For me, a front-end developer fulfills the role of the "glue" between the
designer and the back-end developer.

Accordingly, the FE developer needs a high-level understanding of both the
designer and BE developer's skills.

In the real world the FE developer may get his/her hands dirty with a bit of
both as well as FE stuff.

According to Mike Davies (front-end developer at Yahoo! and Ex technical
lead developer for Legal & General) at the WSG London meeting in February
explained that the poor performance of L&G's site in no small part stemmed
from developers wanting to move on up the ladder from FE development to the
"serious stuff" of BE development. Consequently, no one was an expert in FE
development (web standards and accessibility) and as a result their
website's economic performance suffered greatly.

The point he made was that developers, in general, don't want to specialise
in FE development, because they can earn more doing the BE stuff.

What L&G discovered was that by doing a decent FE job it greatly improved
their ROI.

Listen to his account of the L&G process here:
http://muffinresearch.co.uk/wsg/audio/07/02/28/mike.mp3

Mike said after the L&G project he made a deliberate decision to specialise
in FE development, and took on the Yahoo job to do just that.

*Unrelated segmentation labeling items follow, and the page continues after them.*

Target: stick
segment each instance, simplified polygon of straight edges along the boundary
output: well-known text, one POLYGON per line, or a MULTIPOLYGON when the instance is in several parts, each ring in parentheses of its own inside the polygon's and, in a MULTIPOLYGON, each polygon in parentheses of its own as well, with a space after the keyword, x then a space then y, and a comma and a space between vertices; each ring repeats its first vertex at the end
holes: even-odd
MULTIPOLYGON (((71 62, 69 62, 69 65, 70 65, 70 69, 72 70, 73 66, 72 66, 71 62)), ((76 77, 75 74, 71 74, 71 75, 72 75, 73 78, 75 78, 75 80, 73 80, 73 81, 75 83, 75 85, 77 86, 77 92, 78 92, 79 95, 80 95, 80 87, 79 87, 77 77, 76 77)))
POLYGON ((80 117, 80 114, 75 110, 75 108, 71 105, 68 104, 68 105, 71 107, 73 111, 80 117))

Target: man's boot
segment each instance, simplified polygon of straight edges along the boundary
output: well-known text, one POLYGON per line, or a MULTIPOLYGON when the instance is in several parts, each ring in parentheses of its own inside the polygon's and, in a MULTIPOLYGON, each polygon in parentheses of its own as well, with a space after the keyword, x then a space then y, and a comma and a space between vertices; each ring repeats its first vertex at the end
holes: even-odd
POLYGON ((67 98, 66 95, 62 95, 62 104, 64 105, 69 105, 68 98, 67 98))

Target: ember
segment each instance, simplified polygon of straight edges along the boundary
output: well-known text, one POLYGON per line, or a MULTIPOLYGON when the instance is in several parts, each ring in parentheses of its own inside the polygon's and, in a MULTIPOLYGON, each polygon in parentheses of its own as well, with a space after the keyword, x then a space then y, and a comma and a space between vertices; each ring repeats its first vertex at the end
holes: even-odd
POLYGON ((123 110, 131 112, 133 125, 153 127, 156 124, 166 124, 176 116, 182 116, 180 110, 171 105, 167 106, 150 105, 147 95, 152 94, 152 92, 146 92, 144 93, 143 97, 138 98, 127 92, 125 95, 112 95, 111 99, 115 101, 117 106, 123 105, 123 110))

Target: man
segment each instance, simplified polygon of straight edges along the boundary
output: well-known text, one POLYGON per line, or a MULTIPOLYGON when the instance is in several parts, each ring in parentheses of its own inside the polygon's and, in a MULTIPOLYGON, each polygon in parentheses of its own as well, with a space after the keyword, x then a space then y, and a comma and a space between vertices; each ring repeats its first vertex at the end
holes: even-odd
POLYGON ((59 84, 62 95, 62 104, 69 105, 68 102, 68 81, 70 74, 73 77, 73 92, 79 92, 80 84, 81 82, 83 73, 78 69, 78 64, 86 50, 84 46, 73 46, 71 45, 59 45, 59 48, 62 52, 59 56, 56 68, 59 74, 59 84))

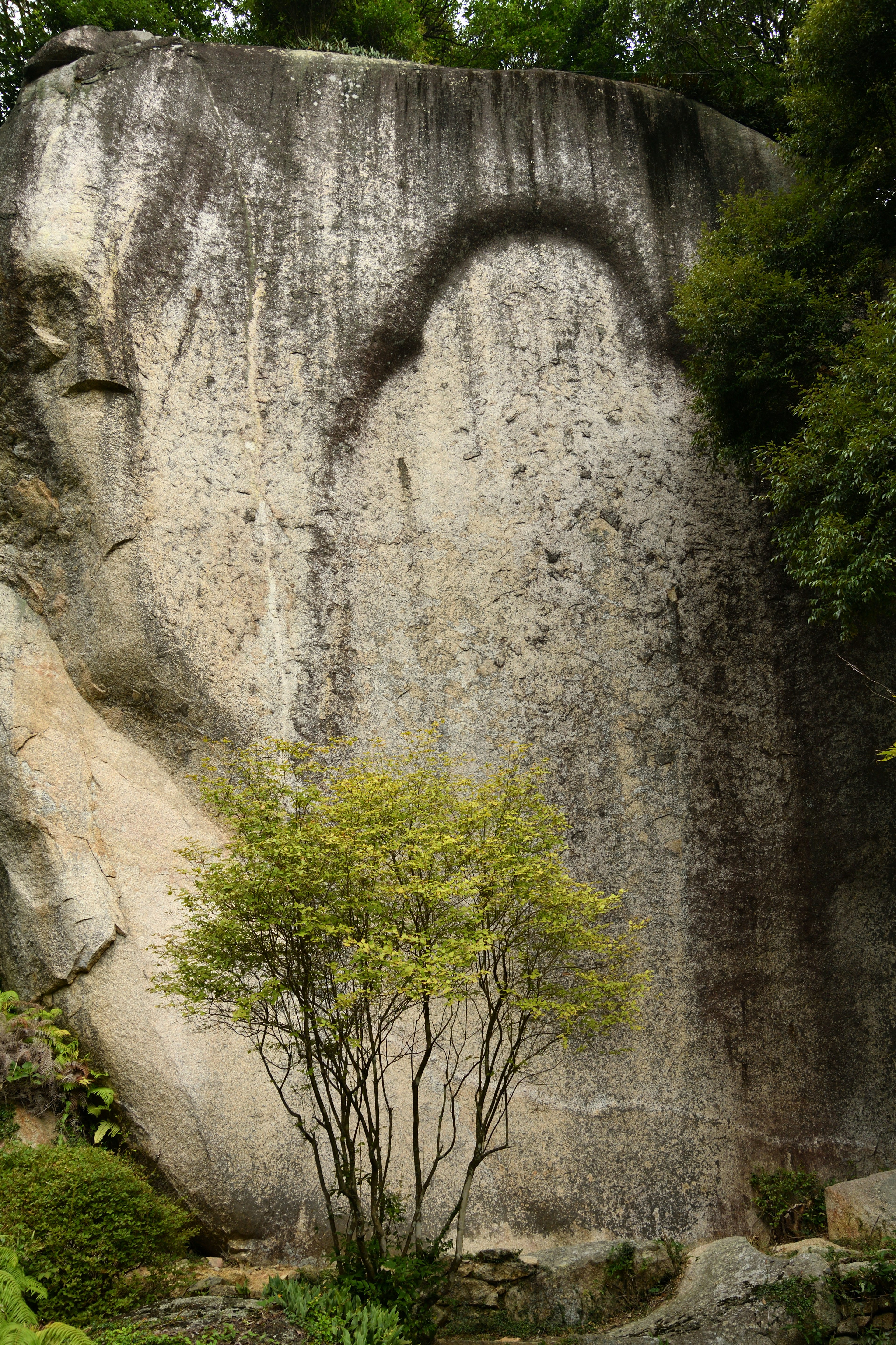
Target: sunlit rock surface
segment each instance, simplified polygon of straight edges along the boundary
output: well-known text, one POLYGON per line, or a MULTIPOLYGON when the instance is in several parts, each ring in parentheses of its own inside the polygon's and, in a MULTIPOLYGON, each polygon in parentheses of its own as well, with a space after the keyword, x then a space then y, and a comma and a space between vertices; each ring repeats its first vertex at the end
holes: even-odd
POLYGON ((627 1054, 521 1092, 473 1245, 739 1231, 758 1162, 892 1161, 893 728, 690 448, 668 317, 770 143, 586 77, 134 38, 0 129, 4 983, 210 1227, 302 1255, 258 1063, 148 993, 216 837, 188 776, 203 736, 439 720, 547 757, 656 971, 627 1054))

Personally, I think designers, FE and BE developers need to accept and
appreciate the other disciplines and stop being so precious about their own
set of skills - team work guys. :)

On a practical note, general qualifications can give a broad knowledge of
the different areas, but we all need to specialise, which is where CPD comes
into play.

And that's where I see the dutch having made a bold/couragous move in doing
what they've started. Let's observe and learn.